José Ignacio Rufino

Desaprobado y repetidor

AUNQUE el "muy deficiente" de otros tiempos es un absoluto tabú en nuestros días, a los niños de Primaria vuelven a darles "insuficiente" a modo de cate, e incluso hay colegios en los que los desalmados profesores ponen "suspenso" con todas las letras. Por suerte para nuestro idioma, el "progresa adecuadamente" de los pendulazos de la Logse y la elevación a categoría soberana del confort psicológico de los niños parecen pasar a los anales de la histeria de lo políticamente correcto.

Como es normal, a un padre le duele que a su hijo le duela recibir un boletín con calificaciones negativas; o debe dolerle. Sea como sea, en realidad a quien debe dolerle es al niño. Con todo respeto y sin identificar por completo suspenso con pecado, el camino del perfeccionamiento debe tener en sus etapas el examen (de conciencia), el dolor (de los pecados) y el propósito (de la enmienda), como mínimo. Obviaremos en parte las otras dos etapas en esta traslación de la buena confesión católica al aprendizaje: el decir los pecados al confesor y el cumplir la penitencia. Podría valer con no ocultar las notas a los padres y con hacer un programita de recuperación.

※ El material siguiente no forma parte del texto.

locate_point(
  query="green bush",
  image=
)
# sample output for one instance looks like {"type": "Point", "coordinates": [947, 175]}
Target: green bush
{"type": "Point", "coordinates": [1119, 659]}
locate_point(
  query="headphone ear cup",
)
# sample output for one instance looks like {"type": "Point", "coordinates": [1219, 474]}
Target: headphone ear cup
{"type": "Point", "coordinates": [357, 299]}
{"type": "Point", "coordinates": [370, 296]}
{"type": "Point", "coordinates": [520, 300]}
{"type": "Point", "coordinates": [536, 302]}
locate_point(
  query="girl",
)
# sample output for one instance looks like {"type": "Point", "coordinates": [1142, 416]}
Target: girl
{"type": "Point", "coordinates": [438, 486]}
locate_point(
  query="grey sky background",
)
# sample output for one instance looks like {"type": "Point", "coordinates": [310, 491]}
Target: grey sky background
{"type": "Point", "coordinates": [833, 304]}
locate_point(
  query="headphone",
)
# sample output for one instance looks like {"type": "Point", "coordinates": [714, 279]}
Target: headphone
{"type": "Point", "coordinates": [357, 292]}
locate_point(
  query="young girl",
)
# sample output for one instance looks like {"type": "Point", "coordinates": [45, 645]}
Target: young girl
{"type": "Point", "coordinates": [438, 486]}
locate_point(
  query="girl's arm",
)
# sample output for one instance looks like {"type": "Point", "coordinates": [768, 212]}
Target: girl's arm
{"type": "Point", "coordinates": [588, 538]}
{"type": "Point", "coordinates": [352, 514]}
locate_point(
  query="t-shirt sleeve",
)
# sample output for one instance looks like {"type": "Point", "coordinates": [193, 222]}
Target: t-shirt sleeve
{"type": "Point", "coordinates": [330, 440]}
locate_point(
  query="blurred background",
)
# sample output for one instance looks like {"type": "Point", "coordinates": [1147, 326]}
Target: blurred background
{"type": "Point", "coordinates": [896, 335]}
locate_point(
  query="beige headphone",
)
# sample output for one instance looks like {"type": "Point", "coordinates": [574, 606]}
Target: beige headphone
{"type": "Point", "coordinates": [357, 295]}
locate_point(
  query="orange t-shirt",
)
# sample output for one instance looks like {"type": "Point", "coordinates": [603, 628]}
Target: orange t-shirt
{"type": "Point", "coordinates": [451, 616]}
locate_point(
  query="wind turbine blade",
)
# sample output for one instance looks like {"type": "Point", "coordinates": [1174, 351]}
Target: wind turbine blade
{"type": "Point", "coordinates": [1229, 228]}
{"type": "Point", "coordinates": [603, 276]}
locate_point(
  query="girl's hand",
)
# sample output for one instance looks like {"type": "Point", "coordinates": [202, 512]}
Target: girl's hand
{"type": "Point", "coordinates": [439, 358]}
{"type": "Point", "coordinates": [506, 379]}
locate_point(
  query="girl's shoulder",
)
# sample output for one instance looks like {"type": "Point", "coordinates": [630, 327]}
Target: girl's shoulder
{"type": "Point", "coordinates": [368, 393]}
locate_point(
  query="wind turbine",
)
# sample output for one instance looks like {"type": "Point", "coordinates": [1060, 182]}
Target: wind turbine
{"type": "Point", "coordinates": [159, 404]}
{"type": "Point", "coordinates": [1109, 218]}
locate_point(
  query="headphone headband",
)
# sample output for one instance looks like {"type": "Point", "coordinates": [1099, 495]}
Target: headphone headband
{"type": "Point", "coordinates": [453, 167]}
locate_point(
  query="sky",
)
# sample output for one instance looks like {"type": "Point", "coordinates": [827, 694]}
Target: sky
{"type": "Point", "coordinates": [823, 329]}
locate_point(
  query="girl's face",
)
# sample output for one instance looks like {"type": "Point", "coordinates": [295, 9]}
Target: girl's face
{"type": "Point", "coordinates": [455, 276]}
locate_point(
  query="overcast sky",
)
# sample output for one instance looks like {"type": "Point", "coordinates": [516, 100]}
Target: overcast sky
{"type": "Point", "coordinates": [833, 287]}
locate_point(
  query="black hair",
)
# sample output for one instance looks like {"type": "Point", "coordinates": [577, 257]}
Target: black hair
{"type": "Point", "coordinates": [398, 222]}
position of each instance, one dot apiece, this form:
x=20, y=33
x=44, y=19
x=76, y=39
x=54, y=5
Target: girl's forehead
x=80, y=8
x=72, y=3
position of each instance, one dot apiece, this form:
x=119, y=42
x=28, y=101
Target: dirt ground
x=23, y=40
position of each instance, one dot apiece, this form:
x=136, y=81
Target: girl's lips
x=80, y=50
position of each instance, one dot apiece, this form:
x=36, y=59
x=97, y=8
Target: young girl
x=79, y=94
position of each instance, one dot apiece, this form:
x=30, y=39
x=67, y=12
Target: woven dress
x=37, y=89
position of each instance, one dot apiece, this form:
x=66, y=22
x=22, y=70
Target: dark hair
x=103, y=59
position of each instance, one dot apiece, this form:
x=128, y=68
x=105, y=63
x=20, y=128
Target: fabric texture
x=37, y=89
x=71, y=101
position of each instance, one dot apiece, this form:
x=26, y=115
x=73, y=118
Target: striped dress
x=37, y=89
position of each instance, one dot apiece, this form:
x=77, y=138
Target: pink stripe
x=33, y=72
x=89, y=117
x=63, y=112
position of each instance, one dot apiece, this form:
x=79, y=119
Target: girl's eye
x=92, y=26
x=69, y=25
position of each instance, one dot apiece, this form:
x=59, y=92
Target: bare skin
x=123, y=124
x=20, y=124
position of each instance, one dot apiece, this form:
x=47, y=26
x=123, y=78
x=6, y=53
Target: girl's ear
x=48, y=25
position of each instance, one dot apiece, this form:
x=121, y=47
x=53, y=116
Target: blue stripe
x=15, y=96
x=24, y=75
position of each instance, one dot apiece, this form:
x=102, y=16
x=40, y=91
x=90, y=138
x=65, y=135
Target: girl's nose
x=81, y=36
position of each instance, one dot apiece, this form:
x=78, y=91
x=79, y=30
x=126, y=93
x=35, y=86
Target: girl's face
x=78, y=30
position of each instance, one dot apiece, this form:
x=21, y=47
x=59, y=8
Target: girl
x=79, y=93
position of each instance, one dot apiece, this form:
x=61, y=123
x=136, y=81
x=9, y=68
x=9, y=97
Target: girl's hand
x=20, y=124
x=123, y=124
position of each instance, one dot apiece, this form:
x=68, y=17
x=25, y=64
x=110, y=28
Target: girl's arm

Sin embargo, no escarmentamos y tendemos a identificar responsabilidad con culpa, y a evitar que nuestros cachorros se agobien y sufran angustia por haber fallado o, horreur, "fracasado". Contribuimos así a hacer jóvenes irresponsables y siempre a cubierto. Dicho sea todo esto con permiso de la academia: no soy pedagogo ni psicólogo infantil; soy, eso sí, padre en activo, profesión vitalicia en la que casi todo es empírico y adquirido de la experiencia. Como suele decirse, no te dan manuales en la clínica, ni nadie escarmienta en paternidad ajena. Otra cosa es la política. En la gestión pública andaluza, al parecer, no se suspende, "se desaprueba". No en todo, pero sí en cosas importantes.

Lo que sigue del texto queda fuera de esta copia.